51. Balancing all these factors together, I have reached the clear conclusion, on the facts of this case, that it is not in the welfare interests of Y or Z for the court to order testing to establish whether they are carrying the gene for HD. The risk, identified in the consensus of opinion amongst professionals working in this field including Professor Patton, of emotional and psychological harm to the boys if one or both of them has the gene, including the risk of separation of the siblings and the damage to their personal autonomy by being deprived of the right, available to all other children, to decide for themselves when they reach adulthood whether or not to undergo the test, outweighs the risk of harm arising from the likelihood that it will be harder (though not, in my judgment, impossible) to find an adoptive placement if genetic testing is not carried out.
Of course, what the Court was dealing with here was a condition for which a reliable test exists, and the illness/disease being asymptomatic during childhood, AND of course, the illness/disease had no prospect of being passed on other than in a hereditary way.
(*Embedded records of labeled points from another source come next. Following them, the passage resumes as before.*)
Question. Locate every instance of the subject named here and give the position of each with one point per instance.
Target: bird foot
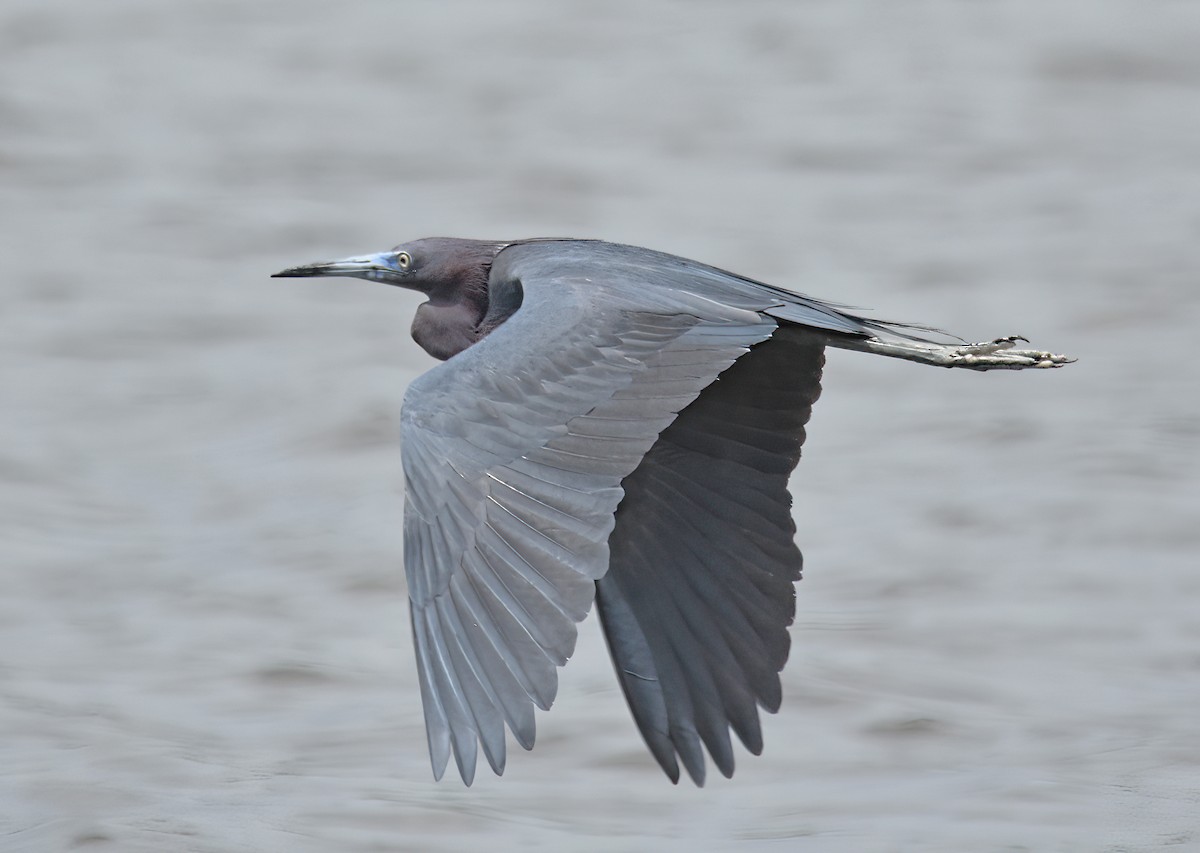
(990, 355)
(1002, 354)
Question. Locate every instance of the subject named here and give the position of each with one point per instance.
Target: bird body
(616, 424)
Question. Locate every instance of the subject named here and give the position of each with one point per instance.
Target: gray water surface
(203, 632)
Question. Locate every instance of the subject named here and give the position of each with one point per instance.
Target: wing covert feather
(514, 456)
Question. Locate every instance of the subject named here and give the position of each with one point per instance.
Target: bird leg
(990, 355)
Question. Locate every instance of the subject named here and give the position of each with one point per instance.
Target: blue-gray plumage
(618, 424)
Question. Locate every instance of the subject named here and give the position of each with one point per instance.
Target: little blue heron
(616, 424)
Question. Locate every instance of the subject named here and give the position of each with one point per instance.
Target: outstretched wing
(514, 456)
(699, 596)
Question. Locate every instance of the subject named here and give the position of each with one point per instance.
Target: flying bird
(611, 424)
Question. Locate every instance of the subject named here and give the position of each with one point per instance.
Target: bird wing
(699, 595)
(514, 456)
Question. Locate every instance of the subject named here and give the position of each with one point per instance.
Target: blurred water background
(203, 631)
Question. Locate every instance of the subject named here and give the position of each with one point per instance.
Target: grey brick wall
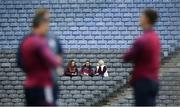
(90, 24)
(73, 91)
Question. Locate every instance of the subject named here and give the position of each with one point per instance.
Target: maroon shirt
(145, 55)
(38, 60)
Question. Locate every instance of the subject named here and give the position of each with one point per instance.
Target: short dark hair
(152, 16)
(39, 17)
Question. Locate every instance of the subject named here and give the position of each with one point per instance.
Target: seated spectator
(71, 69)
(87, 69)
(101, 69)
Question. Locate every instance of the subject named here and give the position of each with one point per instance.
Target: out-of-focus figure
(101, 69)
(37, 60)
(145, 55)
(87, 69)
(71, 69)
(56, 47)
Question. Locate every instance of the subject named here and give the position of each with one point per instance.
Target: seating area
(88, 30)
(77, 90)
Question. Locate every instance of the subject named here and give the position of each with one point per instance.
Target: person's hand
(59, 59)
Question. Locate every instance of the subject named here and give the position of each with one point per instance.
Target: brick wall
(90, 24)
(104, 25)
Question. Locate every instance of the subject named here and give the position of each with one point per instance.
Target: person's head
(72, 63)
(41, 21)
(101, 62)
(87, 64)
(148, 19)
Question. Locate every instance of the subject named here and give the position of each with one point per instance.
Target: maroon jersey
(145, 55)
(38, 61)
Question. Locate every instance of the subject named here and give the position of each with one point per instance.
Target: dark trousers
(41, 96)
(145, 92)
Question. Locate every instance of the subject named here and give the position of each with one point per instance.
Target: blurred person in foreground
(37, 60)
(145, 55)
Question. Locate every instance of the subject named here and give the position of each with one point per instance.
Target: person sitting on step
(101, 69)
(87, 69)
(71, 69)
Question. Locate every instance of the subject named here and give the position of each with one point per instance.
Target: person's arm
(104, 69)
(67, 73)
(132, 53)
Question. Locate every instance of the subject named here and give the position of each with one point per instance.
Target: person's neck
(147, 28)
(38, 32)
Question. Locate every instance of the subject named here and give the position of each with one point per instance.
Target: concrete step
(169, 94)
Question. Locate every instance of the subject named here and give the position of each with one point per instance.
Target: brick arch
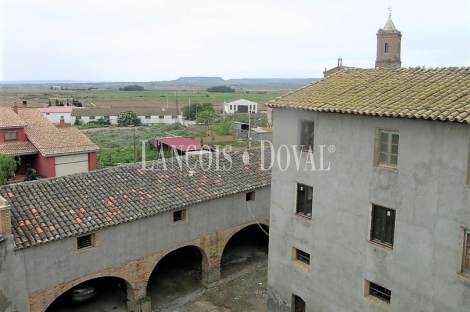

It would be, I suggest, less easy to predict the outcome where a parent in such a case posits the suggestion that they are, say HIV positive. One could argue again, that the young person has the RIGHT NOT TO KNOW and to be able to decide whether or not to be tested when they are old enough, but there might be medical treatment or interventions, or sensible precautions that ought to be taken. That seems to me to be potentially more finely balanced than this one was. Nonetheless, this case seems to me a very good starting point for any debate about testing children for serious illnesses.